Engineering Fear, Uncertainty, and Doubt

Leave it to environmentalists to be beacons of "progress."

With another round of UN climate conferencing underway in Durban, South Africa, when the environment news isn't talking about how Harper and his cronies are trying to sabotage efforts to replace the soon-to-expire Kyoto Accord, issues such as geoengineering are bubbling to the surface. It's something I've written about before - the use of technological means to modify the planetary environment, specifically in a manner that mitigates or negates the effect of carbon dioxide and other greenhouse gases.
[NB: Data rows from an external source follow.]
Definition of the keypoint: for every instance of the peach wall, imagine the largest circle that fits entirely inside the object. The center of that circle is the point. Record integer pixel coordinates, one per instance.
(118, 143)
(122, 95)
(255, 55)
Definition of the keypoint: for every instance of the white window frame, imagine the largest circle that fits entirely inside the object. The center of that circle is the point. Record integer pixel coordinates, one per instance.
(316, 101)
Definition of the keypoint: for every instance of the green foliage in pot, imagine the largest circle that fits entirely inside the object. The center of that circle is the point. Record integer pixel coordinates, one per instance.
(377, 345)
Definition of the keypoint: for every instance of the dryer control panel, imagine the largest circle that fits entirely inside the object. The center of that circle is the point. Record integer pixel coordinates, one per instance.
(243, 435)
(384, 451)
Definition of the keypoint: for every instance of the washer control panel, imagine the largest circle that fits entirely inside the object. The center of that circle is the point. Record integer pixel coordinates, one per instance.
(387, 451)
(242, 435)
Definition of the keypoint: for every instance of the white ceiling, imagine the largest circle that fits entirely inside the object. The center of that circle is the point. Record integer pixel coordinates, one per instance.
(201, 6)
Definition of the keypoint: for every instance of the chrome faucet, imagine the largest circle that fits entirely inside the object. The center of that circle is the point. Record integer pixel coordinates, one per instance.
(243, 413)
Among my series of predictions for this decade that I posted on December 31, 2009 was that "at least one major geoengineering project will be active by 2019," and I still stand by that... although I did also predict that the Conservatives would lose power and that the Greens wouldn't pick up a House of Commons seat.

Still, there's a lot of talk about geoengineering, and I really believe it's something vital we need to pursue - whether it be by brightening clouds or painting roofs white to increase the planetary albedo, thereby reflecting more sunlight and decreasing the degree to which the planet is heated, injecting sulfur dioxide into the upper atmosphere to mimic the effects of a volcanic eruption (and, incidentally, increase the incidence of acid rain), or something else entirely. On Friday, the Toronto Star covered a report made to the Durban conference that, theoretically, increasing the planet's albedo "would have an immediate and dramatic effect" and that in a matter of years, "global temperatures would return to levels of 250 years ago."
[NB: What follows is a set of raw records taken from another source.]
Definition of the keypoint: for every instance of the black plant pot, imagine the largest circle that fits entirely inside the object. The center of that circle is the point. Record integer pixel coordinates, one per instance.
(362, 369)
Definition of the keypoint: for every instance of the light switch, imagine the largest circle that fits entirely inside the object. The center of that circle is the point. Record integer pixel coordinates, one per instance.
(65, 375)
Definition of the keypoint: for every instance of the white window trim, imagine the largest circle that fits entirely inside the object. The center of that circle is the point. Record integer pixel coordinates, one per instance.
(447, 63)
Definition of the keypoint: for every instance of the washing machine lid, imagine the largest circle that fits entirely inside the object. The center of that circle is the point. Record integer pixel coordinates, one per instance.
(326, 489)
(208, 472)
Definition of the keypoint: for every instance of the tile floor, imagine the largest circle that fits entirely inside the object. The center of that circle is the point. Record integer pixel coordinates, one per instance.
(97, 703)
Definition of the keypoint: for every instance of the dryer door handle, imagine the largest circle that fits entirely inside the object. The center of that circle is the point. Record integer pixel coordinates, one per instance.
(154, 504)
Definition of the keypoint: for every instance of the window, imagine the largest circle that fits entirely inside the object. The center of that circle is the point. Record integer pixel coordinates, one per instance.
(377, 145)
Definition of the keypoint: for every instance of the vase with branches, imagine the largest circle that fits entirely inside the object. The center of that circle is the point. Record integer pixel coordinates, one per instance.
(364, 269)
Are you kidding? This sort of research needs to be supported immediately - it's the sort of thing every government should be able to get behind, from the ones who want action because sea level rises would wipe them from the map to the ones that don't want action because it would cut into Alberta's short-term oil profits. Sure, rising temperatures don't represent the only threatening aspect for climate change - ocean acidification will continue as long as we keep emitting huge quantities of carbon dioxide - but it gives us breathing room, more of a chance to figure out how to solve these problems.

But where problems are complicated, so are the solutions. Earth is a complex, chaotic system, and we don't understand nearly enough about it as we think we do. I recognize it's highly possible that a major geoengineering campaign could have side effects that, right now, we can't predict. For me, I'd take that as reason to start off small with pilot projects, and to invest in geoengineering methods that can easily be turned off if need be. I'll be the first to admit that managing planetary environments is difficult work - I learned that back in the 1990s, with SimEarth on the Super Nintendo.
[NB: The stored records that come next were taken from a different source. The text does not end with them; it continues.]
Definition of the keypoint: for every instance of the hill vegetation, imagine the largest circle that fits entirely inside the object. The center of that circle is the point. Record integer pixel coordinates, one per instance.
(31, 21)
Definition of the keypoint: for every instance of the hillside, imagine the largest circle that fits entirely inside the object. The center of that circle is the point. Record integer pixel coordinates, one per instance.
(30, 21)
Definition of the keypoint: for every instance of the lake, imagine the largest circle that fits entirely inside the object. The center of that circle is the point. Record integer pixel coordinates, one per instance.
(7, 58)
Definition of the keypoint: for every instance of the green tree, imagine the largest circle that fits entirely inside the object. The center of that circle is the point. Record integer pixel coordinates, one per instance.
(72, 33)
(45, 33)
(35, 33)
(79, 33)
Industrial civilization getting you down? Carbon dioxide content of the atmosphere up to 10%? With just a few adjustments here and there, you can freeze the planet over or make the oceans boil away! SimEarth for the Super Nintendo Entertainment System is ©1990/1992 Maxis & Will Wright and ©1992 FCI Inc.

Yet here come the environmentalists. Specifically the Star quotes Silvia Ribeiro of the ETC Group, an organization which describes itself as "dedicated to the conservation and sustainable advancement of cultural and ecological diversity and human rights," as stating that geoengineering is as bad as nuclear weapons. If you're keeping to the Ford embargo of the Star, here's the quote in all its cockeyed glory.

"Solar radiation management technologies are high-risk and extremely dangerous and they should be treated under international law like nuclear weapons — except, unlike nuclear weapons, we have an opportunity to ban their testing and their proliferation before the technology is fully developed, rather than trying to prevent their proliferation after the fact," she said.

Yes, how excellent! How forward-thinking! Rather than consider the possibility that certain flavors of geoengineering, if managed carefully, could mitigate the effects of climate change, we should just ban it all right now and close that door forever! Banning geoengineering won't put it in a box any more than the Nuclear Non-Proliferation Treaty put nukes in a box - it certainly didn't keep India, Israel, North Korea, or Pakistan from getting their nukes. Honestly, in a future where geoengineering was banned, I would expect it to be far more likely for environment modification to be used as a weapon, because if it's banned, why else is anyone going to be investigating it?

What people tend to forget is that we are already geoengineering - or, if you'd rather, call it de-terraforming like Randy McDonald does. Those hundreds of billions of tons of carbon dioxide we pump into the atmosphere every year don't just zilch out into nothingness. They're up there and they're having an effect, and to dismiss an entire spectrum of possibilities with which to deal with it because you're scared of what might happen is pure irresponsibility.

We need at least to do the research on geoengineering, to figure out what options are open to us. At this point, unless you expect Stephen Harper and all his pro-emitting buddies to be visited by the Ghosts of Environment Past, Present, and Future, it's probably one of our best hopes. Sure, it's difficult work, but it's difficult work we may need to do.